Chair: Professor Harriet Guest (University of York)
Nigel Leask (University of Glasgow) 'Your rising tear at the misery of a once-beloved country': Ossian and Thomas Pennant's Tours in Scotland, 1769 and 1772.'
The paper will look at the ways in which what Paul Baines describes as an 'Ossianic topography' has begun to change the map of Scotland by 1769. It focuses especially on how the Welsh naturalist and antiquarian Thomas Pennant (1726-98) engages with Ossianic connections in his Tours of 1769 and 1772, and compares his approach with that of other contemporary travellers.
Mary-Ann Constantine (CAWCS, University of Wales): ‘Somewhat of a mercenary showman’: Thomas Johnes and the spectacle of Hafod.

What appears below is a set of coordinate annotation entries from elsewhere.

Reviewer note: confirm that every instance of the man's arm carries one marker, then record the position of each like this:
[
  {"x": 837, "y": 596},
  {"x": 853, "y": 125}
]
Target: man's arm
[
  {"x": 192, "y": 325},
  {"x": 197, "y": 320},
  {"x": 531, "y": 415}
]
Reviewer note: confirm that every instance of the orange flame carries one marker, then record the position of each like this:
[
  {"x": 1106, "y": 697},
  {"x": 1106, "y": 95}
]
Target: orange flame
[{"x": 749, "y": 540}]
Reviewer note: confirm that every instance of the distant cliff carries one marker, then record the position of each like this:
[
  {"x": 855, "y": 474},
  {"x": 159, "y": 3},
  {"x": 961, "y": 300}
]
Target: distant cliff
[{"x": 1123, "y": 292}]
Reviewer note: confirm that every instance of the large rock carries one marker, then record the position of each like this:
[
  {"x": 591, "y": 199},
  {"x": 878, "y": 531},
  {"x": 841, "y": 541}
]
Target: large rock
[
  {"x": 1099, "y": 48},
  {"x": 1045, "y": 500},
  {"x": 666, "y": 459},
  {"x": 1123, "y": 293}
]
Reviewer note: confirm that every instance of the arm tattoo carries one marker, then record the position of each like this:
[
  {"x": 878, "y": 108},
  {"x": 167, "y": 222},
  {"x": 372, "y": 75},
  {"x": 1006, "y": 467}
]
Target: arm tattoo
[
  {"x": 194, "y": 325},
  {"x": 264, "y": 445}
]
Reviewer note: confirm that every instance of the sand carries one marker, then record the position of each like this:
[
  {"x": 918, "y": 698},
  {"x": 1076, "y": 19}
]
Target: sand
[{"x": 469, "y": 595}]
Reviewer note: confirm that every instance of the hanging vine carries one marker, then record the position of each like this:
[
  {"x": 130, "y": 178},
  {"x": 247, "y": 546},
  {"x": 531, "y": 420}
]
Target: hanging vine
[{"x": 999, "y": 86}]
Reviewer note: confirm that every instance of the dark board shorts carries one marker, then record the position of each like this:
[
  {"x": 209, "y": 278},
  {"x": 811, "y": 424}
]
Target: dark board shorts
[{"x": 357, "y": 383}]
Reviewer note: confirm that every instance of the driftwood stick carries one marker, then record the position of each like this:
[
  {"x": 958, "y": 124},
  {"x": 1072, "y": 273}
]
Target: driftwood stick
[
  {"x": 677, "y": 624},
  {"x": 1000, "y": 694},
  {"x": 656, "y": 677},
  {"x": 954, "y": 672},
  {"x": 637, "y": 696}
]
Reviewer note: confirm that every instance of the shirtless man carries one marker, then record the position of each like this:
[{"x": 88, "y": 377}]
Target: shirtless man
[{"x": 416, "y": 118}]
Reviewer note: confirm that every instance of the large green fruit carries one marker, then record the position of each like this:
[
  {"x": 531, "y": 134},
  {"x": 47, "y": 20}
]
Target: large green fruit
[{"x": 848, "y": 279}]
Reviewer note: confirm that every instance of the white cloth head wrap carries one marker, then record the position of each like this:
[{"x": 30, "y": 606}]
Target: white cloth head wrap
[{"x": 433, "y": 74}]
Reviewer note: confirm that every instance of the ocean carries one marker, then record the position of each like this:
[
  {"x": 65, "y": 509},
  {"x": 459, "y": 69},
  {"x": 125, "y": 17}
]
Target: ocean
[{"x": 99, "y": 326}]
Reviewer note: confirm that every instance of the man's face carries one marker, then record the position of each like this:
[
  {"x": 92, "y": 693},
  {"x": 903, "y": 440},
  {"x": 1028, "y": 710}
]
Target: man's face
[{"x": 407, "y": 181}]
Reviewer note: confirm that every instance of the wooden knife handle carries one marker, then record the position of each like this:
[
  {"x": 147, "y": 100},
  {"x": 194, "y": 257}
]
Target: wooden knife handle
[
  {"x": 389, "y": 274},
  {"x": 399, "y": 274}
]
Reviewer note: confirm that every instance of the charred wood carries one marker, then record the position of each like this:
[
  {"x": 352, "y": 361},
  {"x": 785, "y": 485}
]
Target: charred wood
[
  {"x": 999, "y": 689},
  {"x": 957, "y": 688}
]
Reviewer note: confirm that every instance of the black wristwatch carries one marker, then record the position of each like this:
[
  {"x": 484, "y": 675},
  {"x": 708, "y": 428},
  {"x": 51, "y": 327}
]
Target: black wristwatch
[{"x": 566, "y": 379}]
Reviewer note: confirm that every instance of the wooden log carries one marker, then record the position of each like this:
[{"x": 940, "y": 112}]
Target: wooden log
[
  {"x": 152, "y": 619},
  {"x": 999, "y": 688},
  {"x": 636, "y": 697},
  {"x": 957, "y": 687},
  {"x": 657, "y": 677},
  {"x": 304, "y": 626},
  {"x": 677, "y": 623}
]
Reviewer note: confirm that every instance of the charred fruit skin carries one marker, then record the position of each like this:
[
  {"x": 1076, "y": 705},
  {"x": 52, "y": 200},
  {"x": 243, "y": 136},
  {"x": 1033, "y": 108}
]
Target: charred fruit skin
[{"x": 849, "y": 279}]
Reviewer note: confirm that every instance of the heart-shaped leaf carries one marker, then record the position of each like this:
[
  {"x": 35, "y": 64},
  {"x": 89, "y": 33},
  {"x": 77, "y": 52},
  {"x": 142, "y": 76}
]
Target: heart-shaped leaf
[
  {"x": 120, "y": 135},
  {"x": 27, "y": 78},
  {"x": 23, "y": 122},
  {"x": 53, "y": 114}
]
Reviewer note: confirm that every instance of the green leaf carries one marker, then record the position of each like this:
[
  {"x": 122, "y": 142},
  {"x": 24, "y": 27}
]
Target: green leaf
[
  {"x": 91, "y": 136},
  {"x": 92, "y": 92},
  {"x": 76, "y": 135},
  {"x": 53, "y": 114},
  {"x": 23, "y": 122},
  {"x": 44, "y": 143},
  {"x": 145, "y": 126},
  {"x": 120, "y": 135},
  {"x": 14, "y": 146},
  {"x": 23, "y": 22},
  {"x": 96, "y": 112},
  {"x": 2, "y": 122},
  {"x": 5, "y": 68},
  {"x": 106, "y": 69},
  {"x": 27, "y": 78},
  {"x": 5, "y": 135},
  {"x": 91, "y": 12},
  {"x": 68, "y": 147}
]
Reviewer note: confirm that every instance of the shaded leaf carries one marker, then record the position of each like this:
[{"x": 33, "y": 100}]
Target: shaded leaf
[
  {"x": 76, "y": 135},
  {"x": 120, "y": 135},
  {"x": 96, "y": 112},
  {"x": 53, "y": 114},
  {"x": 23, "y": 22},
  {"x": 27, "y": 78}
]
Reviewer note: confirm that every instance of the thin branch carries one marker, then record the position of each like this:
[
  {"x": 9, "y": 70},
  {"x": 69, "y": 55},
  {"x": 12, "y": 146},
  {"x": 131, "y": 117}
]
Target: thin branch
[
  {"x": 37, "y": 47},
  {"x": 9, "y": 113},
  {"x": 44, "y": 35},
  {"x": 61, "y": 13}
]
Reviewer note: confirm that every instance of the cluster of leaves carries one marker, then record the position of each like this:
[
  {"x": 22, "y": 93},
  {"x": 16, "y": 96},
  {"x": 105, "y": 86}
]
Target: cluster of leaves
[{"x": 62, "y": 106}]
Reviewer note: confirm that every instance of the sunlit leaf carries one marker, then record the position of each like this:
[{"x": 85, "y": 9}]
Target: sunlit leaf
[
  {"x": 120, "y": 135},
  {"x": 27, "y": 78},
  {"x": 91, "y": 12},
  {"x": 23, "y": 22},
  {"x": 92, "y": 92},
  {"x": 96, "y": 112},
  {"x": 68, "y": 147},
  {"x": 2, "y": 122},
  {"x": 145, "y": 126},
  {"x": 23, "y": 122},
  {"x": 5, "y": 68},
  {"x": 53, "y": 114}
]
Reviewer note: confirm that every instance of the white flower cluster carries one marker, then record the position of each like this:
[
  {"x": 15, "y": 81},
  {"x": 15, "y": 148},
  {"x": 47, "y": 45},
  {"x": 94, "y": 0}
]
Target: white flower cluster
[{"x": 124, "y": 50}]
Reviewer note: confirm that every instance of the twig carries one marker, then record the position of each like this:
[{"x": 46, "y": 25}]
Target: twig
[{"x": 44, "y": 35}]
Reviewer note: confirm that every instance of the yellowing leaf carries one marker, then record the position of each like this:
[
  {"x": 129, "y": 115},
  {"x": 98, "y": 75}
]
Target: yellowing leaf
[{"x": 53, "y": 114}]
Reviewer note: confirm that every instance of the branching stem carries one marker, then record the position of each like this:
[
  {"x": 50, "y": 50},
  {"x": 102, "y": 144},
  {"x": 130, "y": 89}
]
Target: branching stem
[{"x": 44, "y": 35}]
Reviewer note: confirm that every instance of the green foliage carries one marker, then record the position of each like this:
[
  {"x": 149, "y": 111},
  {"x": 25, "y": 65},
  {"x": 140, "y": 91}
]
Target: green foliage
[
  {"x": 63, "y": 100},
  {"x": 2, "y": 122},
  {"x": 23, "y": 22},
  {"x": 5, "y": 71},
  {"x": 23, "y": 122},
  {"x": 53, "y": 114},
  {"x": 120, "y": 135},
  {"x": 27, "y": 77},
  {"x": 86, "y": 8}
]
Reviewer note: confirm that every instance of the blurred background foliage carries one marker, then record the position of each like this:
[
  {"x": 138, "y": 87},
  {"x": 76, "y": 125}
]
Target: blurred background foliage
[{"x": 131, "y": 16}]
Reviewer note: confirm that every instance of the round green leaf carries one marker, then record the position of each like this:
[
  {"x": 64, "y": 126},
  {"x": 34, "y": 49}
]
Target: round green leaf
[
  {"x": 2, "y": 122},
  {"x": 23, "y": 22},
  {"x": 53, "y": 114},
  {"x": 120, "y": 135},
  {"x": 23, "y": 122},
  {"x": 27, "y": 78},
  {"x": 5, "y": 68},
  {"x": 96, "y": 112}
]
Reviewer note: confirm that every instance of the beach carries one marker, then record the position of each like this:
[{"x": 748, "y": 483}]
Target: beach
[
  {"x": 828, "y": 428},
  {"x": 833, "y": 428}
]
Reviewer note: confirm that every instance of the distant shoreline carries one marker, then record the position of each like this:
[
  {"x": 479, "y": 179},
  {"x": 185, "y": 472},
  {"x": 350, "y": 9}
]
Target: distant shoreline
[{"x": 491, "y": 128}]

When J.T. Barber visited the grounds and mansion of Hafod in the Ystwyth Valley in 1803 he complained, on being expected to tip the gardener and housekeeper for a guided tour, that there was ‘something very unworthy in great men allowing their servants to exact the sums that they do from the spectators of their grandeur’. This paper explores the notion of ‘showmanship’ and performance in relation to the picturesque and to early tourism. It focuses on Thomas Johnes’s remarkable creation, over decades, of the walks and gardens at Hafod, which, with nearby Devil’s Bridge, became one of the principal attractions of mid-Wales – an area far less popular with visitors than Snowdonia in the north or the Wye Valley in the south. By the 1790s, few travellers approached Hafod without being in some sense ‘primed’ for the experience through texts and printed views: this paper considers the highly mediated and managed nature of their encounters with a place famed for preserving its ‘original wildness’.
Elizabeth Edwards (CAWCS, University of Wales): ‘Mosaic work’: Wales in women’s travel writing, 1790-1820
Focusing on some little-known tours of Wales, this paper discusses the bricolage-like structure of domestic travel narratives, which appear in works by Katherine Plymley (1792, 1802, 1814), Jane West (1810), and Mary Brunton (1815) as patchworks of places, names, and significant marks in the landscape. The phrase ‘Mosaic work’ is Brunton’s; it describes her view up the Wye Valley of a prospect bounded by distant Welsh mountains. In this paper I use it as an umbrella term for the intricate and miscellaneous intellectual landscapes created, or reflected, in women’s travel writing of the period. I also suggest, however, that three main interconnected themes flow through these texts. First, the tour is a space for empirical observation and the construction of knowledge (as for example in Brunton’s descriptions of porcelain manufacturing). Second, it’s a space for aesthetic, social, and political critique, often framed in comparative terms: the virtues of Tintern Abbey versus Fountains Abbey; the relative poverties of Welsh and English cottagers; the parallel properties, physical and moral, of Llangollen and the Scottish Highlands. Finally, the tour is a record of the imagination on the move, creatively braiding topographical reportage, ethnographic and economic profiling, scientific curiosity, and moral or ideological reflection by means of a highly literary register perhaps not surprising given the novelist careers of Brunton and West. The texts mentioned above are largely obscure; most exist only in manuscript. But this paper proposes that their thematically layered, formally heterodox qualities call for further attention.